Le chercheur constate que certaines affirmations du site web ne résistent tout simplement pas à l'analyse scientifique.

«Quand on lit que "les nouvelles règles font fi des preuves solides indiquant que le vapotage est possiblement moins nocif que la cigarette ordinaire", on affirme avoir des preuves solides et en même temps que le vapotage est "possiblement" moins nocif. Quand on a des preuves solides, on dit que le vapotage EST moins nocif. En soi, c'est une phrase qui est complètement contradictoire.»

Mathieu Morissette prend soin de préciser qu'il est «le premier à dire qu'avec les évidences qu'on a présentement, vapoter c'est moins nocif que de fumer. Mais ce n'est pas une bonne comparaison. Parce que ça donne l'impression que vapoter est sans risque, alors que ce n'est pas le cas. Si on compare une claque sur la gueule à un coup de poing, on va finir par croire qu'une claque sur la gueule ça ne fait pas mal, alors que ça fait mal. Ce n'est pas du mensonge comme tel, mais c'est trompeur.»

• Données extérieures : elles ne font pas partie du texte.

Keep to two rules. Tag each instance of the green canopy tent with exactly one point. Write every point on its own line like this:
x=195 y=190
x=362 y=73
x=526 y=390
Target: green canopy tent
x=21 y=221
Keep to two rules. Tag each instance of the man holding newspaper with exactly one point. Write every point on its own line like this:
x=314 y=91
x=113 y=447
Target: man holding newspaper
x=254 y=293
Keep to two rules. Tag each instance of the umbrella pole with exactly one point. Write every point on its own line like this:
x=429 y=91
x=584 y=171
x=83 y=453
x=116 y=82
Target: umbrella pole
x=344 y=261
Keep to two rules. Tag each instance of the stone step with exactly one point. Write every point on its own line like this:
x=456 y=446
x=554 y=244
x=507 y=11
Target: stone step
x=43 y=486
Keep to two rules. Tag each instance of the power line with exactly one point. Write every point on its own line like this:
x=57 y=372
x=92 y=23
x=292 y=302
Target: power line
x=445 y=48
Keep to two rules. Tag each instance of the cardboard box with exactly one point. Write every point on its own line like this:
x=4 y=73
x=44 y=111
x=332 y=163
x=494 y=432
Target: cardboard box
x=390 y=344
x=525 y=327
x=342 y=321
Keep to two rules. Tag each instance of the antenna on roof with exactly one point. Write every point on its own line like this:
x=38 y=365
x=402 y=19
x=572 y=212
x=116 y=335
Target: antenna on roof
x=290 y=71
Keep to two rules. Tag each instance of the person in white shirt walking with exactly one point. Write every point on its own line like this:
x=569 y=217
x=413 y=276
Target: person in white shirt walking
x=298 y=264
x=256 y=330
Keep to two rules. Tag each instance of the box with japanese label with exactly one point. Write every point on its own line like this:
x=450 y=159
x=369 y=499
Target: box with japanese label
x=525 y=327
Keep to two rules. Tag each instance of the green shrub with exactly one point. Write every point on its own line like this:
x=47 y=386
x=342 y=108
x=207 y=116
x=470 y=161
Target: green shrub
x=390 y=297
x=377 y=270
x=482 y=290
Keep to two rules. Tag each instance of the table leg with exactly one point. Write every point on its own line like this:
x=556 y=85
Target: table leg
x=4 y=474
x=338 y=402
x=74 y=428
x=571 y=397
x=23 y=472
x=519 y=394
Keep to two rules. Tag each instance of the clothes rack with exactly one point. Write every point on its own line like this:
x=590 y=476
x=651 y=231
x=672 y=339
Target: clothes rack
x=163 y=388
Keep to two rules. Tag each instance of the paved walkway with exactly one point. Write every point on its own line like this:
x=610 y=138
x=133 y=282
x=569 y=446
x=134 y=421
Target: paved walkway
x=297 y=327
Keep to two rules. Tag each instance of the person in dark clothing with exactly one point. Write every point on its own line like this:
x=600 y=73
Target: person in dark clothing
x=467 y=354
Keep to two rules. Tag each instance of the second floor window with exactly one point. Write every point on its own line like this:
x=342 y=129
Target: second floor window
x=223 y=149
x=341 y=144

Le cas des jeunes est flagrant, selon lui.

«Ils disent toujours qu'ils ne veulent pas que les jeunes vapotent. Pourquoi ils disent ça? C'est parce qu'il y a des maladies pulmonaires qui ont été observées chez les jeunes. C'est parce que la nicotine, sur le cerveau des jeunes, peut avoir des conséquences extrêmement délétères, ça peut nuire à l'école et créer une augmentation des symptômes de dépression. Et les effets pulmonaires, eux, commencent à être documentés.»